Was verbirgt sich hinter der Bitte von Bundeskanzler Friedrich in der Generaldebatte um Unterstützung für den Kurs der Regierung?
Allgemein schon diskutiert ist die gigantische Neuverschuldung für Militär und Infrastruktur zu Lasten des Sozialstaates.
Zusätzlich beängstigend ist die Kürzung im Auswärtigen Amt bei Maßnahmen zur Sicherung von Frieden und Stabilität. Außenminister Wadephul (CDU) erhält dafür 2025 nur noch 2,56 Milliarden Euro, also eine Milliarde weniger als 2024.
Für humanitäre Hilfe und der Krisenprävention gibt es nur noch 1,43 Milliarden Euro statt 2,69 Milliarden im vergangenen Jahr.
Hingegen sollen die Rüstungsausgaben, finanziert durch Raub sozialer und Friedensausgaben, von Jahr zu Jahr von 86,4 … 108… 150 Mrd. (2029)Euro steigen.

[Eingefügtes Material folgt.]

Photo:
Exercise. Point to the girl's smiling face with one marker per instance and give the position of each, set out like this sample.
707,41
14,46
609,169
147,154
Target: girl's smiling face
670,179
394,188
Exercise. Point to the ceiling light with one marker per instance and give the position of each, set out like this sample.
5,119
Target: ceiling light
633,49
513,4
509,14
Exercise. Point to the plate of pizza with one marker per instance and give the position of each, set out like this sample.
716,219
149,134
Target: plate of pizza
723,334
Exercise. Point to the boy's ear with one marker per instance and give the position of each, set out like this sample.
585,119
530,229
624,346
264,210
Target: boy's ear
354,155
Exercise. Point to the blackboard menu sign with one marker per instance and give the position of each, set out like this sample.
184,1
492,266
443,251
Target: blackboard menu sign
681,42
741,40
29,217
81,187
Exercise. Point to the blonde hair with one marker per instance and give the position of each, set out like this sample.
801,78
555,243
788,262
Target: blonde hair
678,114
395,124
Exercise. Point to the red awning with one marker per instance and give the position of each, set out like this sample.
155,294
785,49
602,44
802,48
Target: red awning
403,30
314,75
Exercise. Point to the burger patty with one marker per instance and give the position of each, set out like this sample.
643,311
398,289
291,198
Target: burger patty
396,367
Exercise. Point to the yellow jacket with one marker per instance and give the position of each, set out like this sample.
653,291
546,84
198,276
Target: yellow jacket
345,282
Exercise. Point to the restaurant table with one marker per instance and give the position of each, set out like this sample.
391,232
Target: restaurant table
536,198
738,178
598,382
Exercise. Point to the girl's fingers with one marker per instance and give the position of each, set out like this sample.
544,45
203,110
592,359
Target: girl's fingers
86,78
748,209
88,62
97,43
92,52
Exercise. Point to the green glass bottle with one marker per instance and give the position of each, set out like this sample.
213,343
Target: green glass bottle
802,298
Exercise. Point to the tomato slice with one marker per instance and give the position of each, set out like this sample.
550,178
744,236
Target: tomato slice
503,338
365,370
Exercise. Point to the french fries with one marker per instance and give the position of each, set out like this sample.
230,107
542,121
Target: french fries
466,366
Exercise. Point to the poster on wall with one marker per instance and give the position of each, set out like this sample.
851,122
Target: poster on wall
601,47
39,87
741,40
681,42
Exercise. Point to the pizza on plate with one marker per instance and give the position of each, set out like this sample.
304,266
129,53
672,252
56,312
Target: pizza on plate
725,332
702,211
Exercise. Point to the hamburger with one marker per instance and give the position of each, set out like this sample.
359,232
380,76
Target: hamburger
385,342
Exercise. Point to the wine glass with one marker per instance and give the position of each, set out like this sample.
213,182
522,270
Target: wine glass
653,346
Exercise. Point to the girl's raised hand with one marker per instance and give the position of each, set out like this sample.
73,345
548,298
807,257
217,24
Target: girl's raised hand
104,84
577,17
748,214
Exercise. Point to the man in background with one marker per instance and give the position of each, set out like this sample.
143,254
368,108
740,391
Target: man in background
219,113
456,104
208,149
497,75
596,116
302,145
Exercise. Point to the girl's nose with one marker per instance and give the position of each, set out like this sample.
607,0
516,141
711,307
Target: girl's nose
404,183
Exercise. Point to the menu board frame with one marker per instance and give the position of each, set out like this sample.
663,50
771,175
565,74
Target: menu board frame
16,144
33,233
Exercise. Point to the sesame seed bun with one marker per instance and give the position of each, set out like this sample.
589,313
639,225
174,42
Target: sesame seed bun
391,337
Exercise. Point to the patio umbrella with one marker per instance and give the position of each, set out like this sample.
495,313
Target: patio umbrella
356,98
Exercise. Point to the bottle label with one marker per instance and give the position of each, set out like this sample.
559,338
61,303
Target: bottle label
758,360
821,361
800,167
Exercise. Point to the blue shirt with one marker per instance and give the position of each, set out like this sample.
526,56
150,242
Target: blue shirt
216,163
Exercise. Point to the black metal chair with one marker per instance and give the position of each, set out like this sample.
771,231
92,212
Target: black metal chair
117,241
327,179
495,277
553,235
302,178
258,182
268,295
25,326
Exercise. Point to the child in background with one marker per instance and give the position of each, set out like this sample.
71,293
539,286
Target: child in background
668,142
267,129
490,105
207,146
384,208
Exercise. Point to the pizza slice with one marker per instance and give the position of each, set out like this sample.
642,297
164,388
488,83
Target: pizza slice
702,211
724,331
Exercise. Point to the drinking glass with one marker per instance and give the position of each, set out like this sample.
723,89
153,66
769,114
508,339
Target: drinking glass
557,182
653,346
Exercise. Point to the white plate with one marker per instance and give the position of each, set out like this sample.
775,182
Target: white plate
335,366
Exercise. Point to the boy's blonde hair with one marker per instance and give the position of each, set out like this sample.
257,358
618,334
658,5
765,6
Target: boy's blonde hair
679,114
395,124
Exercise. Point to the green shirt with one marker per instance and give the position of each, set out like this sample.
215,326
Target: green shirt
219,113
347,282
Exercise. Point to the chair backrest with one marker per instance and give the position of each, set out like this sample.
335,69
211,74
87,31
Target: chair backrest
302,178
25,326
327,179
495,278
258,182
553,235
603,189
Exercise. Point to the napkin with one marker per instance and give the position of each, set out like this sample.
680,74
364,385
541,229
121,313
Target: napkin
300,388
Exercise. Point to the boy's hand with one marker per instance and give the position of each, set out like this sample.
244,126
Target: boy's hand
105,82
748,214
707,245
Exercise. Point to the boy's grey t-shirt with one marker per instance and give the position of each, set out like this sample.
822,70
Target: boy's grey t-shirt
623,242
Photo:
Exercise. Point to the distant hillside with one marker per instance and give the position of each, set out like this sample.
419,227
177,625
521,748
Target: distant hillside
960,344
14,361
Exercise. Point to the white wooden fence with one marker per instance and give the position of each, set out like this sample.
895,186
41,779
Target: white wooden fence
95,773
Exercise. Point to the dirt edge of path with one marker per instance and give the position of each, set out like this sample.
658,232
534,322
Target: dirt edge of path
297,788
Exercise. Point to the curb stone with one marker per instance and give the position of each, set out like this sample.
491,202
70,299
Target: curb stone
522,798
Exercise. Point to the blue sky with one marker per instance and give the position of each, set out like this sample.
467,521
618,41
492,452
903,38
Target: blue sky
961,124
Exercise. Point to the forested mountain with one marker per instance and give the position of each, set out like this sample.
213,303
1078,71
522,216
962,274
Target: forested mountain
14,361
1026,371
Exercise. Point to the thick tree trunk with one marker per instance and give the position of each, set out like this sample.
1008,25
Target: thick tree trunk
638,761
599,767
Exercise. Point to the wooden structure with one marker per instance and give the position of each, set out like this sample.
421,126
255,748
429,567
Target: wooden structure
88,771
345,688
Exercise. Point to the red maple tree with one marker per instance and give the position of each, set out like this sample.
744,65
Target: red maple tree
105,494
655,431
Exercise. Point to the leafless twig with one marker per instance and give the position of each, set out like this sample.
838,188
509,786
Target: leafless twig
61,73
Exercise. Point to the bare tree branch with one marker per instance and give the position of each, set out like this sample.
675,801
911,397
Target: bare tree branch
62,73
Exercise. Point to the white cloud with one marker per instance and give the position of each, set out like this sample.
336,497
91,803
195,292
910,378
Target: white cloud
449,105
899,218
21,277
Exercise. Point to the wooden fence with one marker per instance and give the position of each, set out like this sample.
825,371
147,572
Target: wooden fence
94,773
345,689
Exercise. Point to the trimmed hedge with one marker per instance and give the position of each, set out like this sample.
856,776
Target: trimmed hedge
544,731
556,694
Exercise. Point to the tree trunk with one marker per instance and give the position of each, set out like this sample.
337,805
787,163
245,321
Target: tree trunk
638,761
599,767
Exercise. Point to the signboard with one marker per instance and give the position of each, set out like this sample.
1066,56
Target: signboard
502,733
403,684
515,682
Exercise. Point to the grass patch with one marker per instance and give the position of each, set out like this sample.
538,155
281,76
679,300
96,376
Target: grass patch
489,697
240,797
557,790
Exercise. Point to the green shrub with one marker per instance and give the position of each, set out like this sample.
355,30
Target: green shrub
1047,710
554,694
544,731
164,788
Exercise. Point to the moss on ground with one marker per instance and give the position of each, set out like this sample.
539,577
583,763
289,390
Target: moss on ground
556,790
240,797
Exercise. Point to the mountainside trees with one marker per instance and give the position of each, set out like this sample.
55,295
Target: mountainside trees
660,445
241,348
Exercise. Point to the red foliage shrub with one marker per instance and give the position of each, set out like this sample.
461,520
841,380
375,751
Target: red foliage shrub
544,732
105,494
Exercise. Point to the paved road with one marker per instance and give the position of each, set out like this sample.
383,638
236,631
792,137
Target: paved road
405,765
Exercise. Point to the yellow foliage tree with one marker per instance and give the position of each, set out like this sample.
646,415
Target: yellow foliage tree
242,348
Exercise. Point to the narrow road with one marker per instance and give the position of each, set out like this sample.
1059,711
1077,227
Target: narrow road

Das sind zunächst nur Geldbeträge. Doch dahinter verbergen sich konkrete menschliche Schicksale. Laut Bundesverband entwicklungspolitischer und humanitärer Nichtregierungsorganisationen (Venro) werden akutell ca. 200 Millionen akut hilfsbedürftigen Menschen nicht erreicht. Deutschland erreichte mit seiner akuten Hilfe bisher immerhin 13 Millionen Menschen. Da werden künftig wegen der erfolgten Kürzungen knapp sieben Millionen Menschen weniger humanitärer geholfen werden können! Das bedeutet 4,3 Millionen Menschen werden keine Ernährungshilfe mehr erhalten, 1,5 Millionen Menschen weltweit den Zugang zu Basisgesundheitsleistungen verlieren, 1,4 Millionen den Zugang zu einer gesicherten Trinkwasserversorgung und über eine halbe Million Kinder den Zugang zu Bildung haben.
Und die Kürzungen der USA sind noch gewichtiger: Sie könnten laut einer Studie des medizinischen Fachjournals »The Lancet« bis 2030 zum Tod von rund 14 Millionen Menschen führen.